さしあたって、明日からの生活の準備をしなくてはならない。その上で学校に馴染めるかは……明日の俺次第になるだろう。
なにより、俺がこんなことになった理由も突き止めねば。人間ドッグなどに診察受けに行くことに決めた。
「……チョロ……お兄、変なのに絶対ついて行かないでね。もうか弱い女の子なんだからね」
前の方の部分は小声で聞こえなかったが、夏生の心配ももっともだ。前まであしらえていた夏生の筋力に抗えず、今朝は連行されたのだから。というか俺弱っ!夏生は運動部だしそれでノーカンには……できないか、できませんか?
あと、俺の戸籍を変えるのは決定事項なんですか。なんでみんな割と乗り気なの。息子より娘なんですか。
「母さん女々しいし浮いた話のないあんたが心配だったのよ。いっそこっちのが幸せになれそうだからいいわ」
あなたは良いでしょうけど俺は良くないんですよ。
「父さんは息子欲しいけど、それは母さんが頑張ってくれたら良いからね」
こっちはこっちで建設的だよ。なんでその努力を俺を戻す方に向けないの。まあ戻し方分かんないからなんだろうけど。あと母さんと腕組むな。なんか腹立つわ。
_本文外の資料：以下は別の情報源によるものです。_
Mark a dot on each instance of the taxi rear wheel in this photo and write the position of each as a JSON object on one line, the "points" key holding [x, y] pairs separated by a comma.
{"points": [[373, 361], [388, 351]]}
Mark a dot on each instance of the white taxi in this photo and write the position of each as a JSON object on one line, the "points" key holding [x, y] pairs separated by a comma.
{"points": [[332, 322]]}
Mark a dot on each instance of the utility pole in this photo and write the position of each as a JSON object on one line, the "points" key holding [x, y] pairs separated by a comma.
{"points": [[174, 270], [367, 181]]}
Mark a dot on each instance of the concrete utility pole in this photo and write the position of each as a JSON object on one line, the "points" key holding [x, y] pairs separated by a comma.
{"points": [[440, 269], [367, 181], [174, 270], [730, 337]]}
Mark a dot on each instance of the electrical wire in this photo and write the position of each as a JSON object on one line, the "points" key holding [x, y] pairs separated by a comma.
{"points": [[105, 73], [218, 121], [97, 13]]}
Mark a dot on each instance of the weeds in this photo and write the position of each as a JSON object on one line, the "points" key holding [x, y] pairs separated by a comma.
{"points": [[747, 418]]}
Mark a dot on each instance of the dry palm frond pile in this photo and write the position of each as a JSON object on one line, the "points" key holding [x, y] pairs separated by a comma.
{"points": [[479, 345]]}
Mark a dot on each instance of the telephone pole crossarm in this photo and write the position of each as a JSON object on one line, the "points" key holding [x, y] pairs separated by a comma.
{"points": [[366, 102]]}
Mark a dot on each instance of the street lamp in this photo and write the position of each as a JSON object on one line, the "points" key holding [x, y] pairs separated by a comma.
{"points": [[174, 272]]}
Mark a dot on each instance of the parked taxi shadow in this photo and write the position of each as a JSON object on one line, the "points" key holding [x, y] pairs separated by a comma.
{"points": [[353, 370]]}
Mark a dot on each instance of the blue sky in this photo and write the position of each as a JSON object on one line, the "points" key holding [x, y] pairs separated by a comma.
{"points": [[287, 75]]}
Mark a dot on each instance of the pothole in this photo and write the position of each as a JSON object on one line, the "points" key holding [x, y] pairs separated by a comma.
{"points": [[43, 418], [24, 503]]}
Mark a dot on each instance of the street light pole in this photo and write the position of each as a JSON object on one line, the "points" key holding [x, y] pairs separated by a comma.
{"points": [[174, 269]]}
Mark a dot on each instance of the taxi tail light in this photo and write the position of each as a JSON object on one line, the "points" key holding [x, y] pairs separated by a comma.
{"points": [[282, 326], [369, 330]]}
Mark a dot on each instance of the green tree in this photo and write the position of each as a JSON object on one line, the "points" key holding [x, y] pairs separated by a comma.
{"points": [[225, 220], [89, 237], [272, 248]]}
「私お兄よりお姉ちゃんのが欲しかったし、弟も欲しいからそれでいいんじゃないの」
良くないよ。俺の気持ちは蔑ろにされるのかね?
まともに取り合えそうもない家族は放っておいて、俺は担任に連絡を取るのだった。
家族全員で説得すれば、まあ何とかなるか……な?
書きだめを無くさないのが目標です。